Alm. Geschirrspülmaschine, Fr. Machine a Faire la vaisselle, İng. Dish-washer.
Mutfakta veya yemekte kullanılmış kap kacağı yıkamak için yapılmış bir makina.
Bulaşık makinesi, evlerde bulaşıkları daha hızlı ve ekonomik olarak yıkamak, yaşam standardını arttırmak için üretilmiş bir alettir. Bulaşıkların temizlenmesini sağlayan ana bileşen, deterjanlarındaki kir ve leke çözücü enzimlerdir. Bu enzimlerin çalışması için gerekli olan ısıyı, musluktan aldığı suyu ısıtan makine sağlar.
Lokanta ve yemekhaneler için yapılan ilk bulaşık makinaları, kirli bulaşıkları hareketli bir kayış veya döner bir sepet üzerinde sıcak su fıskiyelerinin altından geçirme usûlüne göre çalışıyordu. Modern bulaşık makinalarında bu işlem tam tersi uygulanır. Yâni kirli kaplar hareketsiz bir sepete dizilip, alttan ve üstten döner fıskiyelerle su fışkırtılır. Makinanın dış yüzü ile içi arasındaki boşluk ses ve ısıya karşı izolasyonu sağlayan bir madde ile doldurulur Ön yüzdeki kapak, yukarıdan aşağıya doğru açılarak raylar üzerinde duran sepetlerin dışarıya çekilmesini sağlar. Makina çalışırken kapı açıldığında bütün devreleri kesen bir mikroşalter vardır.

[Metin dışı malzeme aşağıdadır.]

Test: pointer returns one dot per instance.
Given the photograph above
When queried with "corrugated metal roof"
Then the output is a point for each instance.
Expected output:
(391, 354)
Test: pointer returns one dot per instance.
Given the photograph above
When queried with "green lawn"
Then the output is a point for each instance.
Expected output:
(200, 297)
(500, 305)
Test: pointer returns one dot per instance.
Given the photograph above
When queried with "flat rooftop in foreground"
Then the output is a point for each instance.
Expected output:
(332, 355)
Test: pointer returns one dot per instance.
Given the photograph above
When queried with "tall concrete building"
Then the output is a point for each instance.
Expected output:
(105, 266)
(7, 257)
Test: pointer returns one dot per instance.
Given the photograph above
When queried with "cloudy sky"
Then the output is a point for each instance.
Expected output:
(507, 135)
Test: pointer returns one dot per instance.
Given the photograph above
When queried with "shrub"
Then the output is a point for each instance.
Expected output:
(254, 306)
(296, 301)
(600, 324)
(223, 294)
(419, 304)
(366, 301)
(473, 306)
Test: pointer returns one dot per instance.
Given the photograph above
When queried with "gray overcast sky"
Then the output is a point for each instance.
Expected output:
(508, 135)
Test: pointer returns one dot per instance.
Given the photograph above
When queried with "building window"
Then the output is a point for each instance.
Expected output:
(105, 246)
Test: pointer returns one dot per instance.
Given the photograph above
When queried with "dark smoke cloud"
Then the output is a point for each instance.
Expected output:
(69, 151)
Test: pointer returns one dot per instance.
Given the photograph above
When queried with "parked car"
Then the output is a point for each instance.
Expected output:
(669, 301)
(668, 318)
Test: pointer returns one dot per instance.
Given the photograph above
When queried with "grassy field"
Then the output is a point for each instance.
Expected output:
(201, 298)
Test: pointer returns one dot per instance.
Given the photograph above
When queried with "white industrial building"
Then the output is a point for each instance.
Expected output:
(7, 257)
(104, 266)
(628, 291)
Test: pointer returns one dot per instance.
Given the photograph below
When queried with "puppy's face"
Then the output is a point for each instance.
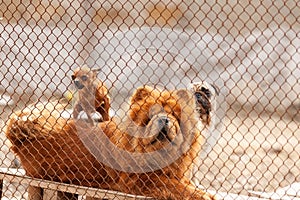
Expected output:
(83, 77)
(205, 95)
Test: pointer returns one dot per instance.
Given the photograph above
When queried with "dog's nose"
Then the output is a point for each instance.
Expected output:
(163, 121)
(78, 84)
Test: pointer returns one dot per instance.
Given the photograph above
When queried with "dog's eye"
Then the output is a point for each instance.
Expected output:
(206, 91)
(198, 96)
(84, 78)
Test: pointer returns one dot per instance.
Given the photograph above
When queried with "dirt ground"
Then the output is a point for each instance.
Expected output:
(258, 151)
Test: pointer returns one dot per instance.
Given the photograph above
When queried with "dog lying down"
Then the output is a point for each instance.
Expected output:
(151, 153)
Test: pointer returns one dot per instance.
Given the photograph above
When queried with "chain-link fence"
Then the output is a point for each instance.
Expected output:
(242, 59)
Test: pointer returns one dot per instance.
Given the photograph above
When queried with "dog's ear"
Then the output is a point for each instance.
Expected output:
(142, 93)
(185, 96)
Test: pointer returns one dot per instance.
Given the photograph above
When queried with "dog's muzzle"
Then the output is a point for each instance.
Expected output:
(78, 85)
(163, 123)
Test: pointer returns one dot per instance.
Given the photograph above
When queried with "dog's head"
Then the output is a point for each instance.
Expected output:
(165, 115)
(84, 77)
(205, 95)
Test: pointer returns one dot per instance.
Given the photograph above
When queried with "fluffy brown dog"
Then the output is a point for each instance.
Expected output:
(92, 95)
(163, 123)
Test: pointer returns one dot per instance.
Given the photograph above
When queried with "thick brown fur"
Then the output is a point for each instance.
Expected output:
(51, 147)
(92, 94)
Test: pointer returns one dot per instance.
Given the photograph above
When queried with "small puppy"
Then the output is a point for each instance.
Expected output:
(93, 96)
(205, 95)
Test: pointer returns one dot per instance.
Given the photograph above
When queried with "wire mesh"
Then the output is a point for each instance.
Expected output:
(249, 50)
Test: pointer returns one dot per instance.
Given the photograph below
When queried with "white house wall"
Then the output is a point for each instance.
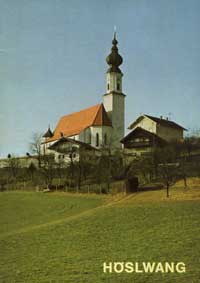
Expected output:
(169, 133)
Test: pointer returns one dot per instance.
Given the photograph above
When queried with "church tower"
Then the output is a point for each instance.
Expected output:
(114, 99)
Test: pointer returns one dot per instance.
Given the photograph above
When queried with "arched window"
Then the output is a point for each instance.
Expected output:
(97, 139)
(89, 138)
(105, 139)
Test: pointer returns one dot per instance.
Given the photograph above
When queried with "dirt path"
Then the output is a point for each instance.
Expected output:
(65, 220)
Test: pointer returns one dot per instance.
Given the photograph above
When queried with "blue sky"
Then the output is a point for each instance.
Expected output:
(52, 61)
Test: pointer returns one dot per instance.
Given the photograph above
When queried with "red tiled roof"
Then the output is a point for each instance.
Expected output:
(76, 122)
(160, 121)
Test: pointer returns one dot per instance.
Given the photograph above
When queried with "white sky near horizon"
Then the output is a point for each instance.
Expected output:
(52, 61)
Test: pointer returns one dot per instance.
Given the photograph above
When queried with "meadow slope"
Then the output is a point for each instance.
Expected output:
(66, 238)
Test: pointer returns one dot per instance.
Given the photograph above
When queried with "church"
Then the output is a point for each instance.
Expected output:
(101, 125)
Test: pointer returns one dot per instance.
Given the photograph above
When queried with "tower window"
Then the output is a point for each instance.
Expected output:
(97, 139)
(105, 139)
(89, 138)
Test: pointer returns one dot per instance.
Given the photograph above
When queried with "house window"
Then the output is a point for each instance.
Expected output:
(105, 139)
(97, 139)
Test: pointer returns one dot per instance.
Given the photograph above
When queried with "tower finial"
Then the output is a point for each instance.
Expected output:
(115, 32)
(114, 59)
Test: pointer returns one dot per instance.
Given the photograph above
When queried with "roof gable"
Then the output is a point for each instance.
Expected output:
(160, 121)
(73, 124)
(140, 132)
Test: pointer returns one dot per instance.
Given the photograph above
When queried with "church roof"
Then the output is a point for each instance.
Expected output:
(73, 124)
(160, 121)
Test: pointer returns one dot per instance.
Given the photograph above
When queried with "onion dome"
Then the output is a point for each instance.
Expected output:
(48, 133)
(114, 59)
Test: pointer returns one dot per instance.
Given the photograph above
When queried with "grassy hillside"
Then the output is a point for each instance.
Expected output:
(67, 238)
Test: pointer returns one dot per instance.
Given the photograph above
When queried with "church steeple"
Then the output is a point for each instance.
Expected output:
(114, 98)
(114, 59)
(114, 74)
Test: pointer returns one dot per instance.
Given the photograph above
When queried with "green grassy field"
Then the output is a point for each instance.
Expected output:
(66, 238)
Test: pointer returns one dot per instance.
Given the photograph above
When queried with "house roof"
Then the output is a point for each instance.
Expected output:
(142, 132)
(73, 124)
(48, 133)
(160, 121)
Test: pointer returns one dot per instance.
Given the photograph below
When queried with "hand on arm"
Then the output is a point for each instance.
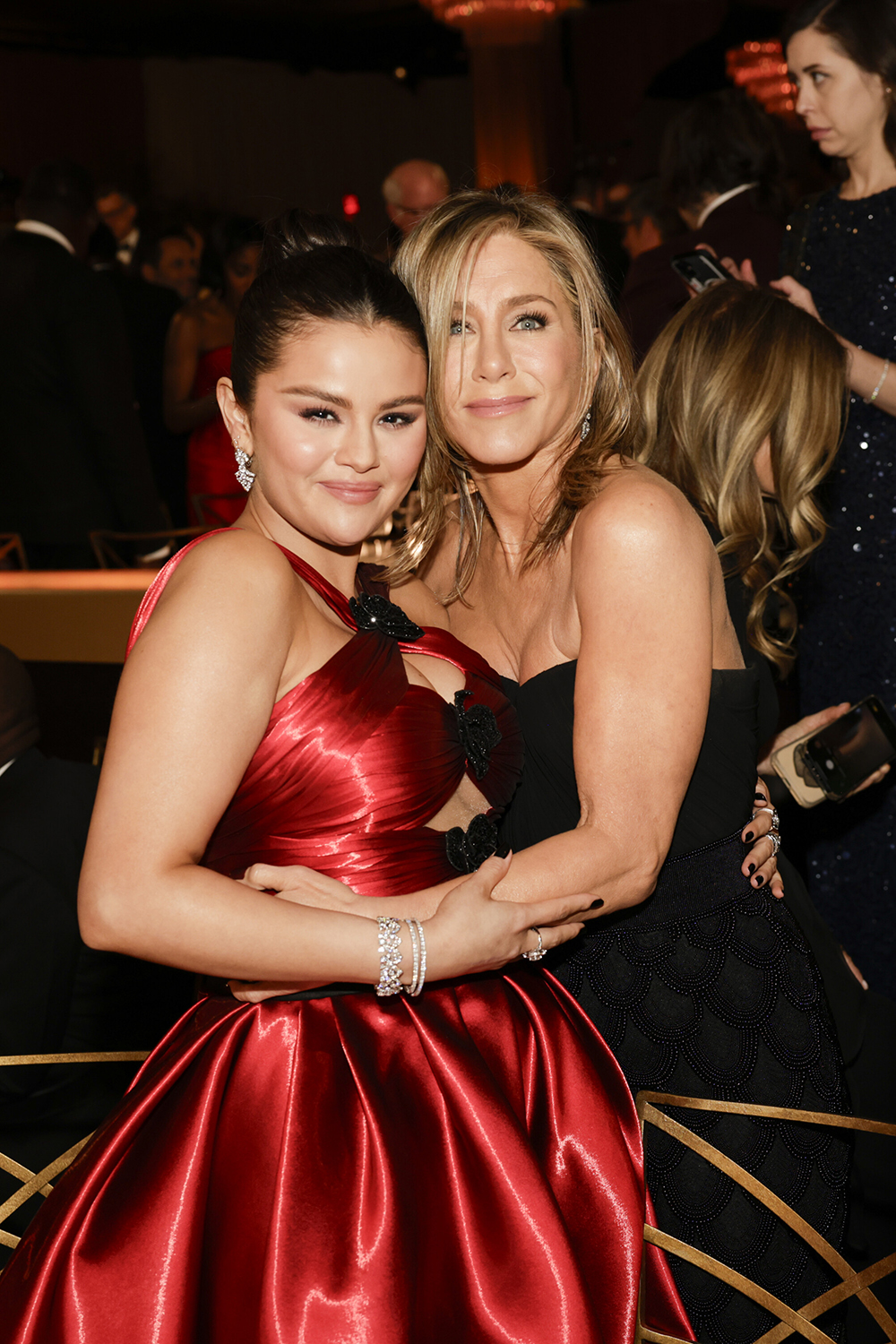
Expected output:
(195, 699)
(641, 573)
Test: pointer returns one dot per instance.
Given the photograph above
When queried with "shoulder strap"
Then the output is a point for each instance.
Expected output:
(158, 585)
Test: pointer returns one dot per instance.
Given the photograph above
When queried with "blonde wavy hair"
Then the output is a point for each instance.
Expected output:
(734, 367)
(432, 263)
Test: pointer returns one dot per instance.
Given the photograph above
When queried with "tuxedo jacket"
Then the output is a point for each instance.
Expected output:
(73, 448)
(653, 292)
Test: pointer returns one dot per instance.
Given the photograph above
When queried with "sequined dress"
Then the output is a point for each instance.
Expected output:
(705, 989)
(335, 1167)
(848, 596)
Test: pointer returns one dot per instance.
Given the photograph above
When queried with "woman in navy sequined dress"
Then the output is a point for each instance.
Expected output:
(841, 258)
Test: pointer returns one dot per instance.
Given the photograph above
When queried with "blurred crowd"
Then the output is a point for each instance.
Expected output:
(118, 316)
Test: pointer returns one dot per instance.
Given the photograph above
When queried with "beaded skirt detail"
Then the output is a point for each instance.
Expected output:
(708, 989)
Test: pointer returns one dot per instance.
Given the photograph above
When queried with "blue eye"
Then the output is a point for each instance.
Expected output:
(530, 322)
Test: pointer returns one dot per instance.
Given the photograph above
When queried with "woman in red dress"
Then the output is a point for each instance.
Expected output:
(196, 357)
(331, 1164)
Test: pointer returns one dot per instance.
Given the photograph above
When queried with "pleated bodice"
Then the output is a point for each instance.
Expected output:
(357, 760)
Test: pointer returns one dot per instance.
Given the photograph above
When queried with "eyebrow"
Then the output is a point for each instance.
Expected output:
(516, 301)
(322, 395)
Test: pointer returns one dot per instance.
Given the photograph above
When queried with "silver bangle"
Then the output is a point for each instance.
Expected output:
(418, 951)
(390, 943)
(880, 383)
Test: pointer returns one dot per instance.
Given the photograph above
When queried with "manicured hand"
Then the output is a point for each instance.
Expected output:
(761, 865)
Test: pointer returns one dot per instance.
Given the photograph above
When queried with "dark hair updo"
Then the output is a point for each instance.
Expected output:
(312, 269)
(866, 31)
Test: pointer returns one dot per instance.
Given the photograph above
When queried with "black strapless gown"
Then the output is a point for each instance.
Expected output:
(705, 989)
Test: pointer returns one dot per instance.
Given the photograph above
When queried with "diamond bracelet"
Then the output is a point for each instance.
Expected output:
(390, 945)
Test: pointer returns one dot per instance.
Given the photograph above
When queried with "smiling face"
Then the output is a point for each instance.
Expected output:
(336, 432)
(512, 374)
(844, 107)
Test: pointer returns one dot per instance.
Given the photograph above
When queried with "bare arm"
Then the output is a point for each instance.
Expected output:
(642, 688)
(195, 699)
(185, 413)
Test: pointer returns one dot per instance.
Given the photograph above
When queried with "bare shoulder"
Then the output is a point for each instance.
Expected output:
(421, 604)
(187, 320)
(234, 577)
(641, 511)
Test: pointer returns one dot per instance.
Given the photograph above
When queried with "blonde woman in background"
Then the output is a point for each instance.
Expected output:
(748, 435)
(590, 582)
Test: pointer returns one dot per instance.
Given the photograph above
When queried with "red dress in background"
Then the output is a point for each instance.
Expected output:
(210, 453)
(349, 1169)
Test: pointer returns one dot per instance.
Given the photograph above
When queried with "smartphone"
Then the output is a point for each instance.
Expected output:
(834, 761)
(699, 269)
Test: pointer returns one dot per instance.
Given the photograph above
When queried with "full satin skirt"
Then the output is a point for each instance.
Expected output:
(460, 1167)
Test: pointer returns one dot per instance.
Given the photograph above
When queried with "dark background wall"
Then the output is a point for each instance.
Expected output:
(298, 117)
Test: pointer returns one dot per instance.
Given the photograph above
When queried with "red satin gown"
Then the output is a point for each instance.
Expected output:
(349, 1169)
(210, 453)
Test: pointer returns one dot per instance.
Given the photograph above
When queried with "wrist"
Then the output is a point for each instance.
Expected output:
(402, 956)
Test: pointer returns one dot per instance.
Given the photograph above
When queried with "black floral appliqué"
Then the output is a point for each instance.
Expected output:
(373, 612)
(466, 849)
(478, 731)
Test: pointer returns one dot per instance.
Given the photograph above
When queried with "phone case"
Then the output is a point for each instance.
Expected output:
(806, 792)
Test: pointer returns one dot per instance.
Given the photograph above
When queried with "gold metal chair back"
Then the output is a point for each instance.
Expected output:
(108, 545)
(13, 553)
(40, 1183)
(799, 1322)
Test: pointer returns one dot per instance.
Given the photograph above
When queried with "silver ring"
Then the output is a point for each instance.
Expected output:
(536, 952)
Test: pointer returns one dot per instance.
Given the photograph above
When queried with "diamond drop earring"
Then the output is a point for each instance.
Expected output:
(244, 472)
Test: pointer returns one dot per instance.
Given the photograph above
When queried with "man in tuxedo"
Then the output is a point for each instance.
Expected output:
(56, 995)
(118, 211)
(74, 452)
(721, 169)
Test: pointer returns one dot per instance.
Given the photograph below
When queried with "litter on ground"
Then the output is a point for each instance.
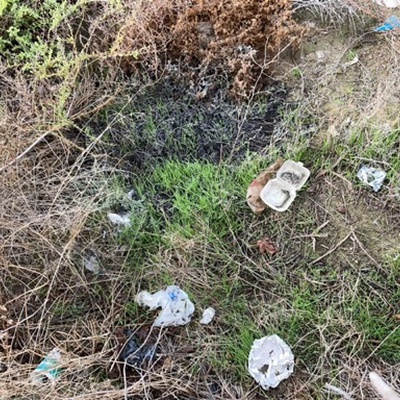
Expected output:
(253, 192)
(208, 315)
(280, 192)
(119, 219)
(372, 177)
(267, 246)
(270, 361)
(92, 264)
(136, 353)
(48, 368)
(177, 309)
(390, 24)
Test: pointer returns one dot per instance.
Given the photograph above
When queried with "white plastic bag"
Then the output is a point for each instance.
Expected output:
(372, 177)
(270, 361)
(119, 219)
(177, 309)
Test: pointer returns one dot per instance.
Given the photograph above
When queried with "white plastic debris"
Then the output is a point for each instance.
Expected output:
(48, 368)
(371, 176)
(280, 192)
(92, 264)
(388, 3)
(270, 361)
(119, 219)
(208, 315)
(177, 309)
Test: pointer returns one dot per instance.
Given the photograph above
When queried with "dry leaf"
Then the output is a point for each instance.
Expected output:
(253, 192)
(266, 246)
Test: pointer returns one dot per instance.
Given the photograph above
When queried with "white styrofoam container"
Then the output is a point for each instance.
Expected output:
(294, 173)
(280, 192)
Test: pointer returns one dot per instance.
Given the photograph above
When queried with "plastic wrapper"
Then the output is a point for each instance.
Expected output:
(176, 307)
(270, 361)
(372, 177)
(208, 315)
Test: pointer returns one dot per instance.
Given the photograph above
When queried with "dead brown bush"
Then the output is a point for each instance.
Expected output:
(241, 37)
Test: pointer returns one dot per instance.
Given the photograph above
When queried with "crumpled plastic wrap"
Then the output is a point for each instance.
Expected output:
(208, 315)
(48, 368)
(270, 361)
(372, 177)
(177, 309)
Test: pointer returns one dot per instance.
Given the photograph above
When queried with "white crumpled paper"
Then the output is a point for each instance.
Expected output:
(208, 315)
(119, 219)
(270, 361)
(177, 309)
(372, 177)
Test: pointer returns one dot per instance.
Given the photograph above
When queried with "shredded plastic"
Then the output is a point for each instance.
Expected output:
(390, 24)
(270, 361)
(119, 219)
(177, 309)
(208, 315)
(48, 368)
(372, 177)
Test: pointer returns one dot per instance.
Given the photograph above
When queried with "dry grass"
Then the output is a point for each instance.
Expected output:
(56, 194)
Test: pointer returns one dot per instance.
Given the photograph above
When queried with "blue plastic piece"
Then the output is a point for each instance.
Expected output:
(390, 24)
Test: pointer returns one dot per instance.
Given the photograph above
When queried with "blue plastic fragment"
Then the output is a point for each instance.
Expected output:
(390, 24)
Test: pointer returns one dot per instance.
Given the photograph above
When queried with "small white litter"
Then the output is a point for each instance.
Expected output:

Bulaşık makinaları için gerekli su, musluktan bir hortumla alınır. Kirli su, bir hortum ve pompayla dışarı atılır. Kullanılan suyun miktarı, makinanın büyüklüğüne ve seçilen yıkama programına göre 13 litre ile 110 litre arasında değişir. Evlerde kullanılan makinalar 60-70 dereceye kadar ısıttıkları su ile yıkama yaparlar. Isıtıcının gücü 1800 ile 2750 watt arasında değişir. Ayrıca ısıtıcının çalışmasını denetleyen bir termostat vardır. Bulaşık makinasında fıskıye kollarına su basan ve kirli suyu boşaltan iki pompa bulunur. Bâzı makinalarda pompalar ayrı motorlar tarafından çalıştırılır. Makinaların üzerinde yıkanacak bulaşığın türüne göre düğmeler ve anahtar vardır. Yıkama ve durulama suyu döner kollarla hem alttan hem üstten fışkırtılır. Deterjan ve parlatıcı madde, konuldukları bölmelerden otomatik olarak alınır. Makinanın bir bölümüne suyun sertliğini gidermek için tuz konur. Kapısında bulunan bir zamanlama düğmesi, seçilen programı otomatik olarak yönetir. Program anahtarı dışarıya çekildiğinde makina çalışır, ileri itince durur.
Otomatik bulaşık makinaları ilk defa 1940’ta ABD’de üretilmiştir. Bu makineyi 1880'li yıllarda ABD'li Josephine Cochrane icat etmiştir. Patenti 1880 yılında Joel Houghton tarafından alınmıştır.
Bulaşık makinaları kullanılırken, tıka basa doldurulmamalıdır. Zira çok doldurulmuş makinada temizlik tam olmaz. İki veya üç yıkamadan sonra makinanın filtresi temizlenmelidir. Uzun süre kullanılmayacak olan makina, iyice kurulandıktan sonra kapağı biraz aralık bırakılmalıdır. Motora zarar vermemek için çalışırken kapağı açılmamalıdır.